Hacker News new | ask | show | jobs
by alganet 625 days ago
Nope. It is for the classic web (the only websites worth saving anyway).
1 comments

Even for classic web, if it's behind cloudflare, then HTTrack no longer works.

It's a sad point to be at. Fortunately, the single file extension still works really well for single pages, even when they are built dynamically by JavaScript on the client side. There isn't a solution for cloning an entire site though, at least that I know of

If it is cloudflare human verification, then httrack will have an issue. But in the end it's just a cookie, you can use a browser with JS to grab the cookie, then feed it to httrack headers.

If cloudflare ddos protection is an issue, you can throttle httrack requests.

> you can use a browser with JS to grab the cookie, then feed it to httrack headers

They also check your user agent, IP and JA3 fingerprint (and ensures it matches with the one that got the cookie) so it's not as simple as copying some cookies. This might just be for paying customers though since it doesn't do such heavy checks for some sites

Dude. Cookie is a header, user agent is a header, ja3 is a header. It's the same stuff.

These protections are against ddos attacks, botnets, large crawling infrastructures that can lose by having to sync header info.

If you're just a single tired dev saving a website because you care about some content, none of this is a significant barrier.

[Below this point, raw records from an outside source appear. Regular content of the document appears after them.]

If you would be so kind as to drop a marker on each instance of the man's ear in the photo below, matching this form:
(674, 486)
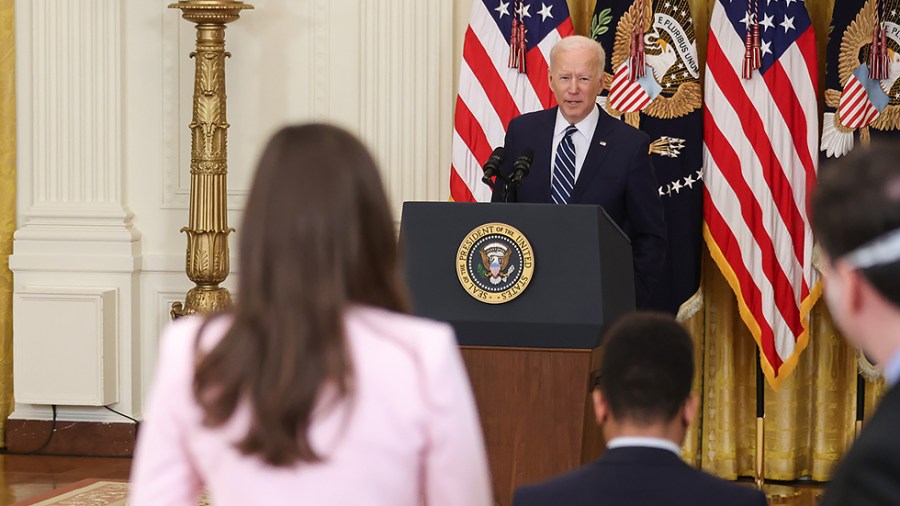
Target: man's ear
(601, 410)
(852, 285)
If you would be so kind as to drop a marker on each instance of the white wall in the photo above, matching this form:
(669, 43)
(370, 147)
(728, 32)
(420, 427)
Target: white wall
(104, 99)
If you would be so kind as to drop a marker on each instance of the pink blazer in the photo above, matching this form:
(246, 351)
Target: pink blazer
(410, 435)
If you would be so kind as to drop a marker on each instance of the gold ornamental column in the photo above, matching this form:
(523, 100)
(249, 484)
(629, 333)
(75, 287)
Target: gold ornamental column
(207, 230)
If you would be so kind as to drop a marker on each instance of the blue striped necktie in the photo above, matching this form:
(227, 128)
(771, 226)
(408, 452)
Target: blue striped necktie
(564, 169)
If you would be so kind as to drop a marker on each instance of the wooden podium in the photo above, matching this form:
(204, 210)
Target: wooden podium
(529, 359)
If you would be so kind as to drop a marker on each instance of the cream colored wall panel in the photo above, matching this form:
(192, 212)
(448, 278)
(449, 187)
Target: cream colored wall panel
(75, 110)
(65, 347)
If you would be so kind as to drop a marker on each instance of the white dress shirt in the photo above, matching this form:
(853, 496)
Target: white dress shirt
(647, 442)
(892, 369)
(581, 139)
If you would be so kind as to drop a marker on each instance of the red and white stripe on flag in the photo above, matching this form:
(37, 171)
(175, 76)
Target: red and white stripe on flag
(760, 160)
(491, 93)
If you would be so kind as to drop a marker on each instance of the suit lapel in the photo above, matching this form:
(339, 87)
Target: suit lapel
(593, 162)
(545, 167)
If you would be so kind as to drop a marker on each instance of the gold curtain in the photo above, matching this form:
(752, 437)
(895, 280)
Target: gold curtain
(7, 203)
(810, 420)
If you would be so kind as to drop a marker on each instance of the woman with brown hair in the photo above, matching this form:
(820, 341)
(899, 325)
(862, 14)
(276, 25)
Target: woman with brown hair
(315, 388)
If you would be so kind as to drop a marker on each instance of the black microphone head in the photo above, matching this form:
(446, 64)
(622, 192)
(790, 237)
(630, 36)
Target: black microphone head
(497, 155)
(492, 166)
(523, 163)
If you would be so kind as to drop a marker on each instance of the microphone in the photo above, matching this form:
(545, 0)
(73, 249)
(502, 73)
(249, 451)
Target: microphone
(492, 166)
(522, 166)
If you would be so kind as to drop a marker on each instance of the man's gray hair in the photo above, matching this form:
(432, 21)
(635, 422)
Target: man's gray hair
(579, 42)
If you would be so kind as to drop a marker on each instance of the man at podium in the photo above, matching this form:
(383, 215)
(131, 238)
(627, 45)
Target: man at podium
(578, 154)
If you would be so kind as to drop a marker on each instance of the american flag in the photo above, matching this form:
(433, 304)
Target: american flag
(760, 158)
(491, 93)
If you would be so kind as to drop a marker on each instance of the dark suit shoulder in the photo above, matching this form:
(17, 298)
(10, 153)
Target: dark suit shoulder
(867, 475)
(638, 477)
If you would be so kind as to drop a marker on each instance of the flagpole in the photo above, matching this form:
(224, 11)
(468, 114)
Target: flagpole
(860, 402)
(760, 478)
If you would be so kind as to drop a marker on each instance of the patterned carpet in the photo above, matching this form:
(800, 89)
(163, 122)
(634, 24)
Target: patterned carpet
(88, 493)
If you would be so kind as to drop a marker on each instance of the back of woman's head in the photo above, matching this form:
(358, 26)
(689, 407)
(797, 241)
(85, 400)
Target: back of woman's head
(317, 236)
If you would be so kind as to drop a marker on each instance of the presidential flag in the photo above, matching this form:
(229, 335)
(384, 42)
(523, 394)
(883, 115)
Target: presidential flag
(862, 95)
(760, 158)
(503, 73)
(666, 103)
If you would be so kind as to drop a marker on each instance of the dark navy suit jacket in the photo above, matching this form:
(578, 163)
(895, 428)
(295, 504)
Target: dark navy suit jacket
(616, 174)
(869, 475)
(638, 476)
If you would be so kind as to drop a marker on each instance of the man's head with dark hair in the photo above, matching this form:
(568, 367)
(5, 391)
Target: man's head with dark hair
(645, 377)
(855, 212)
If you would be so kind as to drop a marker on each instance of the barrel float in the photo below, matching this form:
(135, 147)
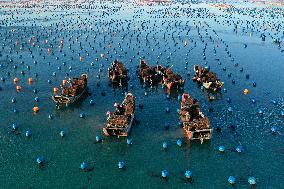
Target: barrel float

Dude. JA3 is a your TLS fingerprint. Most libraries don't let you spoof it. The annoying thing is that with new versions of Chrome and Firefox, JA3 is randomized per session so it changes every time. You need to intercept the request in Wireshark to get it.
Seconded. It seems to depend on the sites settings, and those in turn are regulated heavily by subscription plan the site is on.
I'm aware of this tool, but I'm sure there are caveats in terms of "totally" cloning a website:

https://github.com/ArchiveTeam/grab-site